Con il supporto:

Organizzazione:

[CONTAMINAZIONI 016]
EUROPEAN CUTENESS ART

KINDCHENSCHEMA – PSEUDOEGO – COMMUNITY NARCISSISM


A cura di
Giancarlo Carpi

Artisti
Stefano Bolcato, Danilo Bucchi, Maria M. Bordeariu, Radu Carnariu, Laura Covaci, Darie Dup, Luciano Fabale, Marianna Felicetti, Gerlanda di Francia, Max Ferrigno, Gabriels, Kaloyan Iliev, Loreta Isac, Serena Leardini, Flavia Lupu, Luisa Montalto, Dan Nica, Ileana Oancea, Omino 71, Daria Palotti, Jordan Pancov, Laura Patacchia, Bogdan Pelmus, Elisa Pietrelli, Cristiano Petrucci, Adrian Preda, Natascia Raffio, Adrian Sandu, Silvano Tessarollo, Katja Tukiainen, Elio Varuna, Esteban Villalta Marzi, Deyan Yanev, Valentina Zummo.


LUOGO:
Palazzo del Parlamento di Romania
Sala Espositiva “Constantin Brancusi”
Izvor nr. 3, Sector 5, Bucharest


Inaugurazione : 17 marzo ore 18.30
Date: dal 18 marzo al 25 aprile 2016
ORARI: 10.00 – 17.00 dal lunedì al Venerdì
info: 0040 214021428 studiosoligoroma@gmail.com






Contaminazioni 016 – European Cuteness Art, è un progetto itinerante internazionale che vede la presenza di oltre 30 artisti italiani, rumeni, bulgari, spagnoli e finlandesi con più di 140 opere .
La mostra organizzata da Studio Soligo, storica associazione culturale con sede a Roma, insieme alle gallerie di arte contemporanea Core (Roma), ArtYourself e 418, (Bucarest), Arosita (Sofia), a cura del critico d' arte Giancarlo Carpi, si inaugurerà il 17 marzo 2016 presso la Sala Espositiva del Parlamento Romeno “Constantin Brancusi”
Tema principale della mostra è la rappresentazione dell'uomo nella società contemporanea attraverso l'intreccio tra il feticismo delle merci e la depersonalizzazione dell'essere umano, cioè l’estetica “CUTE” e le sue costanti formali, morfologiche e tematiche.
Questa estetica si manifesta nell’arte contemporanea attraverso il legame tra l’oggetto e una precisa morfologia, il Kindchenschema, che semplifica l’oggetto stesso fino a renderlo un feticcio dell’umano, qualcosa che impersona l’essere umano, mutilandolo o deformandolo e perciò negandolo.

Contaminazioni 016 – European Cuteness Art vuole evidenziare come nell’arte europea si è diffuso questo schema morfologico (Kindchenschema) ma anche di come gli artisti europei lo abbiano assorbito ed elaborato insieme all'influenza delle tendenze artistiche più importanti che si sono diffuse a partire dagli anni '80/90 del XX secolo; il Superflat giapponese e il Pop Surrealism americano.
In tale influenza e posteriorità storico-artistica dell’Europa rispetto all’America, al Giappone e ai rispettivi movimenti neo-pop, influenza che pare sradicare/deculturalizzare la produzione artistica continentale, sembra consistere l’unica indubbia specificità di una “cuteness europea” nel campo delle Fine art.
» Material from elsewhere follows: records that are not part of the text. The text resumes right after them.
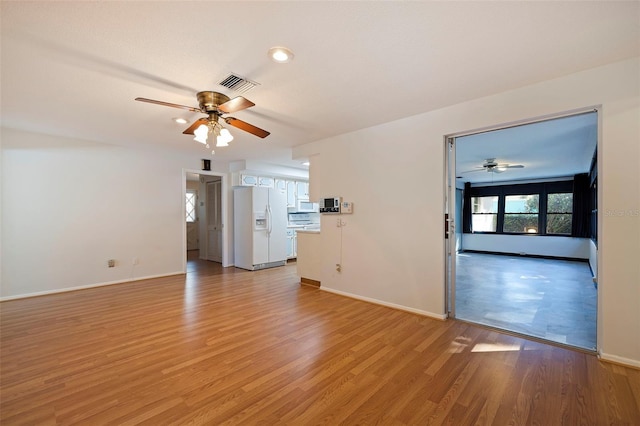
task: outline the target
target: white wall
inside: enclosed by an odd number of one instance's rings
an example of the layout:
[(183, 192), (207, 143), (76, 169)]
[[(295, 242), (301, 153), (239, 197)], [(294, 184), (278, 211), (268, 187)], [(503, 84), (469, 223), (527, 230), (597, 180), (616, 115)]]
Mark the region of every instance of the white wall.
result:
[(295, 148), (354, 202), (346, 226), (322, 218), (322, 286), (444, 315), (444, 135), (602, 105), (601, 212), (629, 214), (600, 215), (599, 348), (640, 366), (639, 76), (635, 58)]
[(589, 259), (589, 238), (544, 235), (462, 234), (462, 249)]
[(182, 168), (199, 160), (7, 128), (2, 140), (0, 297), (183, 272)]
Mentre sul piano diverso delle commercial art e del merchandising la cuteness sembra esprimere equanimemente in tutto il mondo uno stato di capitalismo assoluto connesso alla globalizzazione economica e culturale.
La mostra nella sua complessità ed eterogeneità si propone di evidenziare la presenza del CUTE in Europa, e pone un quesito: se e fino a che punto il CUTE sia secondario rispetto ad altre correnti artistiche più saldamente legate alla tradizione e alla storia artistica europea.
La scelta artistica della mostra quindi scaturisce da un quesito che avrà la sua massima espressione attraverso l'allestimento di oltre 140 tra dipinti, sculture, installazioni nel prestigioso spazio espositivo di Bucarest. Un quesito che viene ad avere anche una forma simbolica essendo questo luogo uno dei simboli della fine del comunismo e del conseguente affermarsi di un capitalismo globale.
Contaminazioni 016 – European Cuteness Art è un evento internazionale rilevante per la conoscenza e diffusione delle ultime tendenze dell'arte contemporanea che ha bisogno della massima partecipazione del pubblico per essere compreso e sviscerato.